Ce samedi soir, il y a aussi bien des quarantenaires d'apparence rangée que des étudiants, des "modeux", des militants de gauche ou des milieux LGBT et quelques jeunes de banlieue. 

Parmi eux, Ivan, 23 ans: "A titre personnel, je suis en CDI, c'est mon premier boulot et je travaille beaucoup, j'ai vraiment besoin de décompresser. Avec le confinement, il y a un déséquilibre dans ma vie, je ne suis pas sorti de mon appartement depuis un mois, cette fête c'est une question de santé mentale pour moi", dit-il. "Là je ressens de l'euphorie pure, c'est le seul moment qui permet de tout oublier, d'arrêter de vivre au fil des chiffres des morts et des entrées en réanimation".
Sur RMC, un autre participant témoigne ce "besoin": "On sent qu’il y a une pression assez forte sur notre liberté. Donc, on brave ça pour se sentir libres et vivants. Ça permet de se défouler et reprendre sa semaine de boulot joyeux et contents de s’être bien dépensé pendant le week-end".

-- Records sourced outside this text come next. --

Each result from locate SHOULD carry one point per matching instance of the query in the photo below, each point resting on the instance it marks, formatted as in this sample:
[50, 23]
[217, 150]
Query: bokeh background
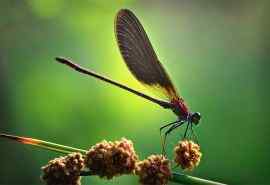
[216, 53]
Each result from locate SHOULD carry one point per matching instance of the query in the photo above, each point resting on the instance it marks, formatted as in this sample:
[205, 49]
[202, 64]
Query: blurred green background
[216, 53]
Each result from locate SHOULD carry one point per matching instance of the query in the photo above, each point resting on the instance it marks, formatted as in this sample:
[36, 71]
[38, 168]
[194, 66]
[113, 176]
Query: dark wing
[139, 54]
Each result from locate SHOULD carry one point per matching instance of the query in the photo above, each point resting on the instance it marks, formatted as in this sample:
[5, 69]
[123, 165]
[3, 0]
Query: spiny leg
[178, 124]
[186, 130]
[194, 134]
[163, 127]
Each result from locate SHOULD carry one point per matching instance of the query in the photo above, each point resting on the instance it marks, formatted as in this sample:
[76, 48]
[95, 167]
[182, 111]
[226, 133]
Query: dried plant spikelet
[187, 154]
[155, 170]
[63, 170]
[109, 159]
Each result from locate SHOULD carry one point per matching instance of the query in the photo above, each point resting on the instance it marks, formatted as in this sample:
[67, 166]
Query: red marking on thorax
[180, 107]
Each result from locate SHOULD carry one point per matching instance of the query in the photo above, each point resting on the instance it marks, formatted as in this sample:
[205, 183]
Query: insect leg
[178, 124]
[161, 128]
[194, 134]
[186, 130]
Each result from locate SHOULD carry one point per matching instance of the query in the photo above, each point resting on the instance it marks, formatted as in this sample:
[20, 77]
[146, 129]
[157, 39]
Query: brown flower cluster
[155, 170]
[187, 154]
[109, 159]
[63, 170]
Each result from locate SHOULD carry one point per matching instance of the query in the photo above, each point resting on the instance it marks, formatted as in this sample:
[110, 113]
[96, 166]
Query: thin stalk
[187, 179]
[43, 144]
[177, 178]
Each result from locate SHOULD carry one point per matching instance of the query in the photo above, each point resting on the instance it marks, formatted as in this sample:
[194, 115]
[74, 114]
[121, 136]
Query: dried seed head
[63, 170]
[155, 170]
[187, 154]
[109, 159]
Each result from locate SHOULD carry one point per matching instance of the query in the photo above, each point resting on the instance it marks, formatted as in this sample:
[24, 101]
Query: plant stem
[43, 144]
[186, 179]
[177, 178]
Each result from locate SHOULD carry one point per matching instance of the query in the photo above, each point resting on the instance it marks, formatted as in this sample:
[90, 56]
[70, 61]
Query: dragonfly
[142, 61]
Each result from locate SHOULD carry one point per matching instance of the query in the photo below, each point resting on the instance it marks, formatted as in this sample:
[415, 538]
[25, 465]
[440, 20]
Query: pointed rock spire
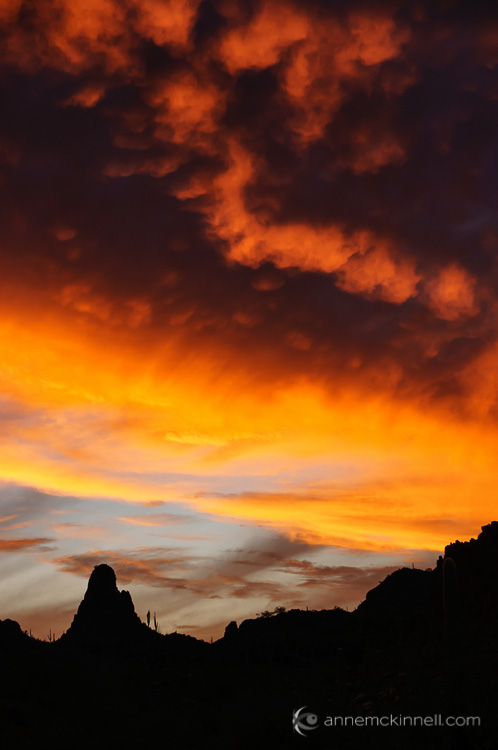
[105, 614]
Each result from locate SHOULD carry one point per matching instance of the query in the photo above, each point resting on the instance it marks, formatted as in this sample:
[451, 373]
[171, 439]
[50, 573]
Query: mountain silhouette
[106, 614]
[422, 643]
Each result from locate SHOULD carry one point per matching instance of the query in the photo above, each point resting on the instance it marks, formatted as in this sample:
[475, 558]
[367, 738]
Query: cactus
[452, 610]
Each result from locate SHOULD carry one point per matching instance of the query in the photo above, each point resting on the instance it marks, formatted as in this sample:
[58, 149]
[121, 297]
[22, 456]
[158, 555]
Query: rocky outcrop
[106, 614]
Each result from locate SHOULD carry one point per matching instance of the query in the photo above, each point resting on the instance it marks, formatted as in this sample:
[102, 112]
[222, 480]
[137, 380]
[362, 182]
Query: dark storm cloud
[116, 140]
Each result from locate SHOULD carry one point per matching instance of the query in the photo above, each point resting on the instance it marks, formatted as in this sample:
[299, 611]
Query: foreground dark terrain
[423, 643]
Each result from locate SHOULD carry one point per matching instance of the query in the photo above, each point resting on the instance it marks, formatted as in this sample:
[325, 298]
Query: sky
[248, 300]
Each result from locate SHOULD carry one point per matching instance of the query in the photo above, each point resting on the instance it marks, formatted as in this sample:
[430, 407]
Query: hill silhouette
[422, 643]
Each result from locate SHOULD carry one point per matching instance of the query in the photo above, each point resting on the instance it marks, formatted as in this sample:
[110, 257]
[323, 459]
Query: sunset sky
[248, 300]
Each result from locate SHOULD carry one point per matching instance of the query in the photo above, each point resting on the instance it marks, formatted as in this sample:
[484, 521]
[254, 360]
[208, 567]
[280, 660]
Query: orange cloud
[376, 273]
[452, 294]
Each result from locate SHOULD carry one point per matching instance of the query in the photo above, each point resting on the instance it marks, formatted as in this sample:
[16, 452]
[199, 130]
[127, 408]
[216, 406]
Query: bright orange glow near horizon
[247, 272]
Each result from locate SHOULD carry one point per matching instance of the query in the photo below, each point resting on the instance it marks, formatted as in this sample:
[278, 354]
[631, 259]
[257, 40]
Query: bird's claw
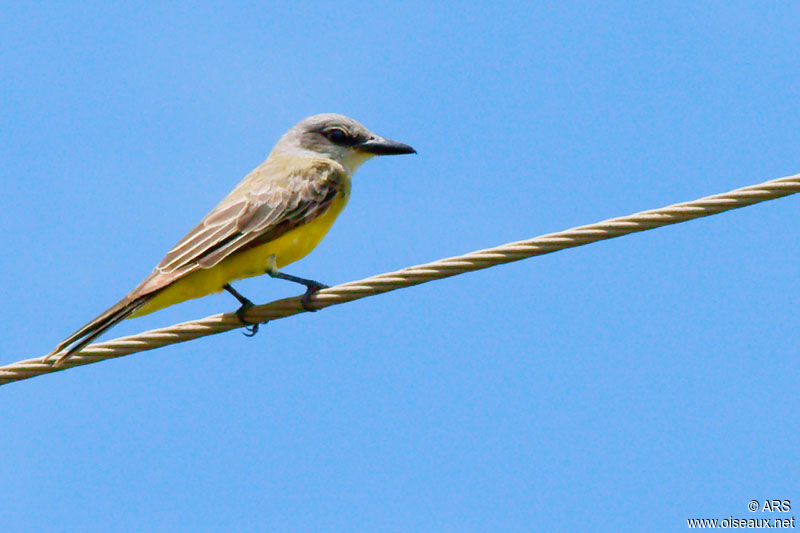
[251, 327]
[311, 289]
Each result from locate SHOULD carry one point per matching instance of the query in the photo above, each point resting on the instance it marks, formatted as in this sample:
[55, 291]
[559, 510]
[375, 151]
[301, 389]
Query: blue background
[622, 386]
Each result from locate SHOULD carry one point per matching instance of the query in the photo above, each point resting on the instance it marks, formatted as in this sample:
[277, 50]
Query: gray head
[339, 138]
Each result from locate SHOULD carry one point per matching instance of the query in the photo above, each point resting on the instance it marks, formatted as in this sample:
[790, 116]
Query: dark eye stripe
[339, 136]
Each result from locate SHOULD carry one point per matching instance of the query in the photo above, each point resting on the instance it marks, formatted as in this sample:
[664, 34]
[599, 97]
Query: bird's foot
[251, 327]
[311, 288]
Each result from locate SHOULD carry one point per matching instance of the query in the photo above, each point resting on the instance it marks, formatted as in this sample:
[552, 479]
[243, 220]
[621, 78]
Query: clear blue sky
[622, 386]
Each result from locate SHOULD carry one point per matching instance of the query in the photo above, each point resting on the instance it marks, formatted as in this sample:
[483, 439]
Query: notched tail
[110, 318]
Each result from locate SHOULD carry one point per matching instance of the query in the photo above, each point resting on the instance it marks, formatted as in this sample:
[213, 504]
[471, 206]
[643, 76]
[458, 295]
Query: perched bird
[275, 216]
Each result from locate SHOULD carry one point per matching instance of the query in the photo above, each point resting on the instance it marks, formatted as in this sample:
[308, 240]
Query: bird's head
[339, 138]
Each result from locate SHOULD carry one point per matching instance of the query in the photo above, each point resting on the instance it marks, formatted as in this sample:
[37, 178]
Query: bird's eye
[336, 135]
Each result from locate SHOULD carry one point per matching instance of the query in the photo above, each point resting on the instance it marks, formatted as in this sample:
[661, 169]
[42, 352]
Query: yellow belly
[288, 248]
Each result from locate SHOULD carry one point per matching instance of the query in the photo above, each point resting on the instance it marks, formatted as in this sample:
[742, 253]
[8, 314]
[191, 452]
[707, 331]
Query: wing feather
[257, 216]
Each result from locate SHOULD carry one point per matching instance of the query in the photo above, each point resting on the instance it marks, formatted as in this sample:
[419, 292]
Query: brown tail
[113, 316]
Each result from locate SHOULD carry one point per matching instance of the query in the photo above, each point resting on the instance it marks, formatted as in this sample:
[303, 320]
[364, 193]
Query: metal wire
[414, 275]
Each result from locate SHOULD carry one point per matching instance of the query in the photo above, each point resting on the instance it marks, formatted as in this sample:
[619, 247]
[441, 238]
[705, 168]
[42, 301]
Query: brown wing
[257, 211]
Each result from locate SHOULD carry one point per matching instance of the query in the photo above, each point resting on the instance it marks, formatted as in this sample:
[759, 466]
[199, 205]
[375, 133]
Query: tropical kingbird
[275, 216]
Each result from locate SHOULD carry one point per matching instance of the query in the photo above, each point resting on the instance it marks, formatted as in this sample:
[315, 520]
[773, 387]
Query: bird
[275, 216]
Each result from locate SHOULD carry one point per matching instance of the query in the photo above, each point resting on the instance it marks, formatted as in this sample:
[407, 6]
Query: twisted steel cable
[443, 268]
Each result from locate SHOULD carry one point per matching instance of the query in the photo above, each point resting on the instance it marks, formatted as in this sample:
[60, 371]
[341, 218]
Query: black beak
[380, 146]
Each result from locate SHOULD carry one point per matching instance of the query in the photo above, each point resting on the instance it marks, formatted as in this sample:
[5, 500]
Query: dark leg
[311, 286]
[252, 327]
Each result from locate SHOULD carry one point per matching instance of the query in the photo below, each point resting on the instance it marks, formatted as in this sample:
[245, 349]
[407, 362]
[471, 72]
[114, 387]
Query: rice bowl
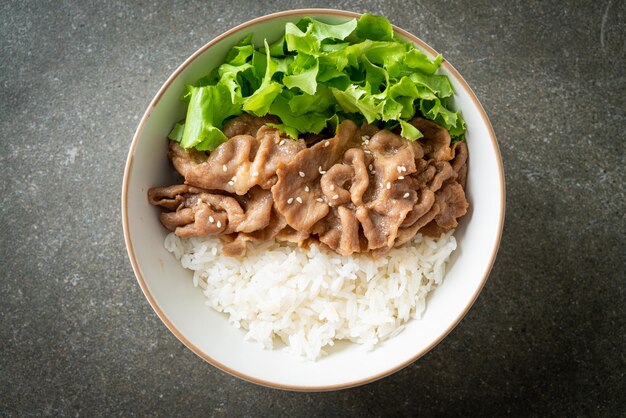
[170, 290]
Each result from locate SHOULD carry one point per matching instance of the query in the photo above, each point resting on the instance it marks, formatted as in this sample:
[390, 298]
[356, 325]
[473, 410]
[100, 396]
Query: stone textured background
[77, 337]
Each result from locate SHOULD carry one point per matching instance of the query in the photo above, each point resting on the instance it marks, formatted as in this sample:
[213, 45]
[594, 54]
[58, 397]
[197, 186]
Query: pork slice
[297, 193]
[235, 244]
[425, 202]
[171, 197]
[391, 194]
[452, 203]
[436, 139]
[340, 231]
[459, 163]
[257, 206]
[406, 234]
[237, 165]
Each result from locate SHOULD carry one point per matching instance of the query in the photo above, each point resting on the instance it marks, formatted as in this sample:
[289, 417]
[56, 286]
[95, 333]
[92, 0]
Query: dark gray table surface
[547, 334]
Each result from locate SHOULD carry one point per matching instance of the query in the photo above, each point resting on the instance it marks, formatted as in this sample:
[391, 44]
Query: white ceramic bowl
[181, 306]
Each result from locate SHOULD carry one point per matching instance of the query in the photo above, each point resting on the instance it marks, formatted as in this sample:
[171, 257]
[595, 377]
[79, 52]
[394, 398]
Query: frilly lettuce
[314, 76]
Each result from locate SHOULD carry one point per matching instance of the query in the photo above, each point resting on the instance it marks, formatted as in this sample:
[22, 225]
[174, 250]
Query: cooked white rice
[311, 298]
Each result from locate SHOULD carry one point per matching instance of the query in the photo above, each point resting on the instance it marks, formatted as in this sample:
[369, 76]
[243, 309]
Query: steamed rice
[311, 298]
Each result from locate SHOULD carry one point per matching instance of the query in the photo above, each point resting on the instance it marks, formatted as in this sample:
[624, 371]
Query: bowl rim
[135, 265]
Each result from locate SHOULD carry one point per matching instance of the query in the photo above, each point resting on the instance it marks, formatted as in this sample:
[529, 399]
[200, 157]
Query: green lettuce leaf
[208, 107]
[317, 74]
[376, 28]
[409, 131]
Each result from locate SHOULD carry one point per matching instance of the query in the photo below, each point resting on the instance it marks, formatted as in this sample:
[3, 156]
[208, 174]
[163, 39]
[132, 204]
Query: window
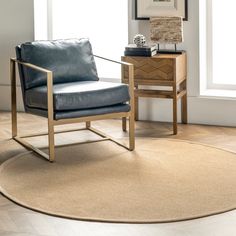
[217, 50]
[104, 22]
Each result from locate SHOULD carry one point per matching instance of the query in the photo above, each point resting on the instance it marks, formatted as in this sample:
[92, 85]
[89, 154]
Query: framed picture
[144, 9]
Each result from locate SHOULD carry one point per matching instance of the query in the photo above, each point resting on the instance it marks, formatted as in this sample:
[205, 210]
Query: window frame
[206, 49]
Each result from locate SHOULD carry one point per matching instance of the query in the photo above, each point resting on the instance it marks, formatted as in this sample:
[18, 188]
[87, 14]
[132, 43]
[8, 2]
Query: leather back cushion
[70, 60]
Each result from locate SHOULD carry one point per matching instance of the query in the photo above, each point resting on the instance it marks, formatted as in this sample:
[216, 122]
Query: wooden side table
[169, 70]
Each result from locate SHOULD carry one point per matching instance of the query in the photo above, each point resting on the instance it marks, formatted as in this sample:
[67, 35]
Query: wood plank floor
[16, 220]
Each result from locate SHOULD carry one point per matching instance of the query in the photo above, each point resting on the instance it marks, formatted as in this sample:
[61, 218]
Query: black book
[145, 48]
[140, 53]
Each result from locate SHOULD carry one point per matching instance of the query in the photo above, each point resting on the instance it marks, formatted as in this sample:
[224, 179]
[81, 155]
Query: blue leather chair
[59, 81]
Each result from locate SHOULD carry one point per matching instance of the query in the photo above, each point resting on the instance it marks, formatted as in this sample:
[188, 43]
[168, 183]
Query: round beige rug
[162, 181]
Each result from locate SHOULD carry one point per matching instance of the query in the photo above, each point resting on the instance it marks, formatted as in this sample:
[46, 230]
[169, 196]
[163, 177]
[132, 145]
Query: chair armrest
[131, 78]
[49, 83]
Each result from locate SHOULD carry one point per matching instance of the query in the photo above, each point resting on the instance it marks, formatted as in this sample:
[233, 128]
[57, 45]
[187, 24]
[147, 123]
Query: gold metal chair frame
[52, 122]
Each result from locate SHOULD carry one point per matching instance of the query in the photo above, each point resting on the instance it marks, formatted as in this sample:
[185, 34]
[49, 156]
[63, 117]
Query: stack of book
[145, 51]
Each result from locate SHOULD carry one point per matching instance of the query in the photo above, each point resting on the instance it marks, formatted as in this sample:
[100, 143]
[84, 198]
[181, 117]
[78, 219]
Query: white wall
[203, 110]
[16, 26]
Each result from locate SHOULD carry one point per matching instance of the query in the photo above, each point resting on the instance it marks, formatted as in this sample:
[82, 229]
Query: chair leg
[88, 124]
[131, 132]
[124, 124]
[13, 98]
[51, 143]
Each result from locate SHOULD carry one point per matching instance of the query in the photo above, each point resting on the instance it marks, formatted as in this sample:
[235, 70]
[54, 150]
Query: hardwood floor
[18, 221]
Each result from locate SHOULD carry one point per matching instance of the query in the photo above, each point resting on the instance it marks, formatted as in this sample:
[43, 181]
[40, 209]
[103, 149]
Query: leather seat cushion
[78, 95]
[70, 60]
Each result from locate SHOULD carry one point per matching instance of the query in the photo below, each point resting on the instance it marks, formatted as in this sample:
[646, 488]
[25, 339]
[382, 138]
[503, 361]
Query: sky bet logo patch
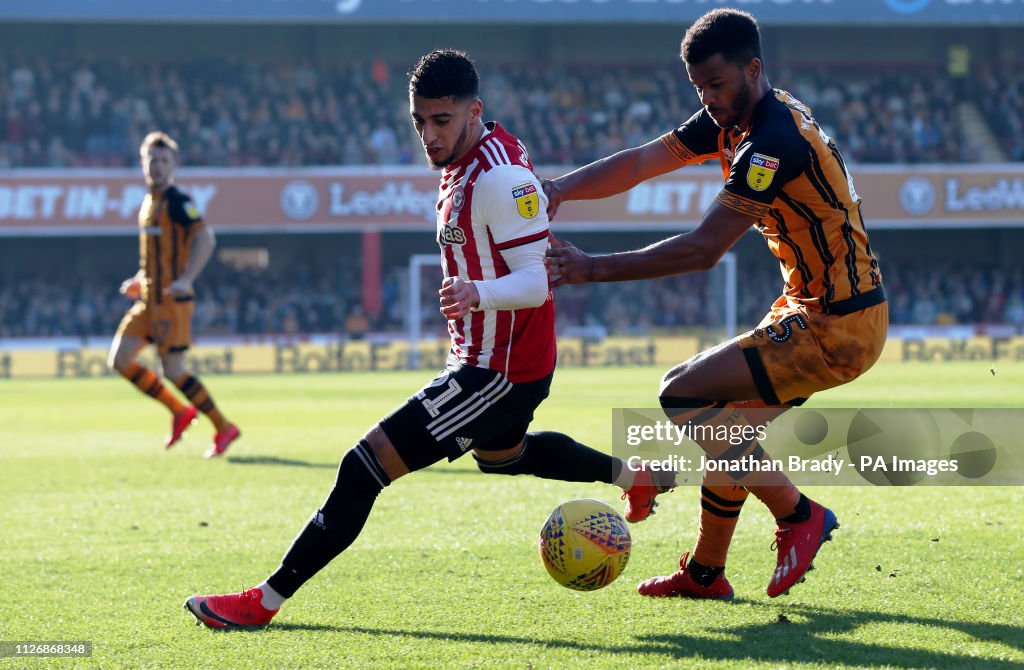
[762, 171]
[526, 201]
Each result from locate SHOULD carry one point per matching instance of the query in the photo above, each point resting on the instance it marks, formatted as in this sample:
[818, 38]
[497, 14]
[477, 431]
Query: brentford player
[493, 232]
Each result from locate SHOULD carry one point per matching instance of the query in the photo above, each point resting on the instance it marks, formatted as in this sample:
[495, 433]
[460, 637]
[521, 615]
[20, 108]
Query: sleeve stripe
[681, 151]
[742, 205]
[518, 242]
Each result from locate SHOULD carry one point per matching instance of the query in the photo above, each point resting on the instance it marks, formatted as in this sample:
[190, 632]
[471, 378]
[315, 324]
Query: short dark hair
[732, 33]
[161, 139]
[444, 73]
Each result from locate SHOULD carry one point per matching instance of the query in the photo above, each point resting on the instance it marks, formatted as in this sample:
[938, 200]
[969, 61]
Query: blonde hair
[159, 138]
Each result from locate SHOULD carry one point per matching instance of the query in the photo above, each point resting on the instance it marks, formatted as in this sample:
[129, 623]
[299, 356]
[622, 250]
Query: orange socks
[720, 505]
[147, 382]
[198, 395]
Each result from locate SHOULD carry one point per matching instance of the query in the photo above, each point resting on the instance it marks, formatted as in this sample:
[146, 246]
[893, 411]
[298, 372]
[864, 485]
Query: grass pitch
[104, 535]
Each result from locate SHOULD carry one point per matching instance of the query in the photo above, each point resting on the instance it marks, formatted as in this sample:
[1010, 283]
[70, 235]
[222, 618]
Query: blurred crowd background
[82, 95]
[82, 113]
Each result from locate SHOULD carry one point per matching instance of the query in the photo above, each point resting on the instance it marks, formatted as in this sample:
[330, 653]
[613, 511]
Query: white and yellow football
[585, 544]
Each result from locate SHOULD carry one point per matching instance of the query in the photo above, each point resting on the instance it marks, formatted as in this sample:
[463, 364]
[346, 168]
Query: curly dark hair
[732, 33]
[444, 73]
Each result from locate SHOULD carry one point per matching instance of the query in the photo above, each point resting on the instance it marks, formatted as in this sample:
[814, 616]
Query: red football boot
[682, 585]
[797, 545]
[222, 441]
[230, 611]
[180, 423]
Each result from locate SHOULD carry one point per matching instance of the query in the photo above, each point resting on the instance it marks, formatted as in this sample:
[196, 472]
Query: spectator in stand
[82, 113]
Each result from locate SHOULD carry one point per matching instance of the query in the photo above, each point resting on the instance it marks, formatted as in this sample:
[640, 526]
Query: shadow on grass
[274, 460]
[294, 462]
[805, 637]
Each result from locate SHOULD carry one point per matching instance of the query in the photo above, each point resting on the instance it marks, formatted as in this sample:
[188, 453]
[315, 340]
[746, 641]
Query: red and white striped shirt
[491, 201]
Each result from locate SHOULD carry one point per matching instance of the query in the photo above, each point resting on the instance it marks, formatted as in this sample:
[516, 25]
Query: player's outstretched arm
[690, 252]
[202, 250]
[612, 175]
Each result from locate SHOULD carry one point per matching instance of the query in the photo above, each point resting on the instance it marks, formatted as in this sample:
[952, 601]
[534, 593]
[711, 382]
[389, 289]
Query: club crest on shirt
[451, 235]
[527, 203]
[761, 171]
[458, 199]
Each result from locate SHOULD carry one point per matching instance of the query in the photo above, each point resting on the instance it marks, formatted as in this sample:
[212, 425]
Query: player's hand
[131, 288]
[179, 288]
[566, 264]
[458, 297]
[554, 195]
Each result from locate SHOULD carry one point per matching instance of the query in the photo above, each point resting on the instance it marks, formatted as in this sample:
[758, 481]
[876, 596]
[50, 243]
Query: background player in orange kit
[174, 247]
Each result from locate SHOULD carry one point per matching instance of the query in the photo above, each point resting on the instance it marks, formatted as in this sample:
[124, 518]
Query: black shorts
[461, 409]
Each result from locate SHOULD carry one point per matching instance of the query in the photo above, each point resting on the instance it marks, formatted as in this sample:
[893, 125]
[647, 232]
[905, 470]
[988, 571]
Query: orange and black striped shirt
[166, 226]
[786, 172]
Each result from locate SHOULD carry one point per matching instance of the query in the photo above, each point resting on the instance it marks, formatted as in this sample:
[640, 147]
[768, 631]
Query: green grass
[103, 535]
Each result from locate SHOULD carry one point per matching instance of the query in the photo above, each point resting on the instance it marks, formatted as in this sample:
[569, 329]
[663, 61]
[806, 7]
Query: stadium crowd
[241, 302]
[62, 113]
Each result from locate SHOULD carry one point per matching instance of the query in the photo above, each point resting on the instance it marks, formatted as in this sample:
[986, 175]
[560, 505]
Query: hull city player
[784, 177]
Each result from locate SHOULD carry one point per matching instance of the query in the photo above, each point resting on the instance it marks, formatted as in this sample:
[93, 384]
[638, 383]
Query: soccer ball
[585, 544]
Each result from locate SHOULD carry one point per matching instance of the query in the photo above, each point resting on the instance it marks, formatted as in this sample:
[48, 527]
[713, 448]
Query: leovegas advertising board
[79, 202]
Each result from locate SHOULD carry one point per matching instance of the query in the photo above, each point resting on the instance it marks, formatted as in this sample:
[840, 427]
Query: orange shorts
[796, 351]
[168, 324]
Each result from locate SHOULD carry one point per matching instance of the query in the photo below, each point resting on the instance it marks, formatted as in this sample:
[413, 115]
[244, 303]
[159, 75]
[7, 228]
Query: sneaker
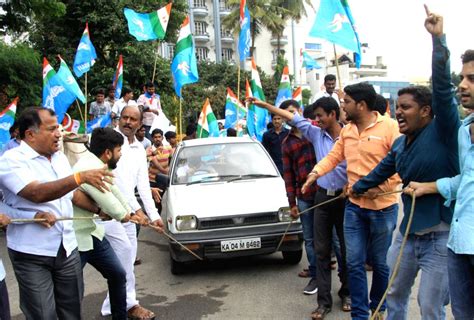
[311, 288]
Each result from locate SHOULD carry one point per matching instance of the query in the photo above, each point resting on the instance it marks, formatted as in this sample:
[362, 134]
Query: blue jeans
[307, 223]
[360, 225]
[104, 260]
[427, 253]
[461, 285]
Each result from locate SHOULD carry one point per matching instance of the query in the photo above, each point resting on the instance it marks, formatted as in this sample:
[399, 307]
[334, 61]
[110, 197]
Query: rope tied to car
[402, 246]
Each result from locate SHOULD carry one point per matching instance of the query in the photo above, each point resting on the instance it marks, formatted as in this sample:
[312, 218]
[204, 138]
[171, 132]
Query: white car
[227, 199]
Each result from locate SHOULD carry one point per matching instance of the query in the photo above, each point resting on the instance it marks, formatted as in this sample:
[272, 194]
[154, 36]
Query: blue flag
[308, 62]
[67, 79]
[85, 54]
[100, 122]
[184, 66]
[334, 23]
[55, 96]
[244, 37]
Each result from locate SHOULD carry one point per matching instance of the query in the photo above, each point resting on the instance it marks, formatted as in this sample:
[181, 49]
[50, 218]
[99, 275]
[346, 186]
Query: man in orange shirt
[363, 143]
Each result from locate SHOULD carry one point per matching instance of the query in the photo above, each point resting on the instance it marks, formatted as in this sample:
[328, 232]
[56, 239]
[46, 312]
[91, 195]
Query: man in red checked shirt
[298, 158]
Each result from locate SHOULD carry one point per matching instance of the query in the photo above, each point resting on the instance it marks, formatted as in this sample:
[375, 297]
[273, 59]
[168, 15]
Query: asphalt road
[249, 288]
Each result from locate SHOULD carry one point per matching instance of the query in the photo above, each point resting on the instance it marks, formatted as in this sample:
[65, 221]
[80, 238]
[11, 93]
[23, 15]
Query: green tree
[21, 74]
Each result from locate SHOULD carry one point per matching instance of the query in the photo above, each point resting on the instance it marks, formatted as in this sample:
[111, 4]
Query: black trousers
[50, 287]
[325, 219]
[4, 303]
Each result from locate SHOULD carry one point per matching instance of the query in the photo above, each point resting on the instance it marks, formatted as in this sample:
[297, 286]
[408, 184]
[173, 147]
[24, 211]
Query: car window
[220, 162]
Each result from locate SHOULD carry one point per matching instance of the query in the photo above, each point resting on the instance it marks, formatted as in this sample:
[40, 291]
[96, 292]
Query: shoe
[346, 304]
[311, 288]
[304, 274]
[140, 313]
[320, 313]
[379, 316]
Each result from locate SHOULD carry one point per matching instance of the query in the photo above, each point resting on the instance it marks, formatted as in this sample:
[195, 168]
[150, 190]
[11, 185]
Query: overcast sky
[395, 30]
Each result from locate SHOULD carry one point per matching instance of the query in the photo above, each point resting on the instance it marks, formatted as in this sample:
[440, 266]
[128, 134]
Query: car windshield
[222, 162]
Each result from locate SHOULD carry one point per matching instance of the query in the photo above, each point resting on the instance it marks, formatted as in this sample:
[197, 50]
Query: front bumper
[208, 243]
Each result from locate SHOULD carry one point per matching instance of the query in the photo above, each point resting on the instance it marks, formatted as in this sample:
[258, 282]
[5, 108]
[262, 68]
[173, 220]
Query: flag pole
[238, 98]
[337, 67]
[156, 59]
[85, 104]
[180, 114]
[80, 111]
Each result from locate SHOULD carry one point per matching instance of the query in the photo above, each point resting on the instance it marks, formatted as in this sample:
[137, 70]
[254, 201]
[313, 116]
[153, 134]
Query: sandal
[346, 304]
[320, 312]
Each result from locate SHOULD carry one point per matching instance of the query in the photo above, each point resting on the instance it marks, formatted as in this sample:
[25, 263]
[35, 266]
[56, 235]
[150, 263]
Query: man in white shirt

Alors que l'état d'urgence sanitaire interdit tout rassemblement public, d'autant plus à des fins commerciales, les organisateurs encourent 15.000 d'amende et un an de prison, pour "mise en danger de la vie d'autrui".

Alors que depuis deux week-end, des fêtes agitent une maison avec piscine à Joinville-le-Pont, près de Paris, cette fois-ci, la police n'est pas intervenue et la fête s'est poursuivie en tout impunité jusqu'à l'aube.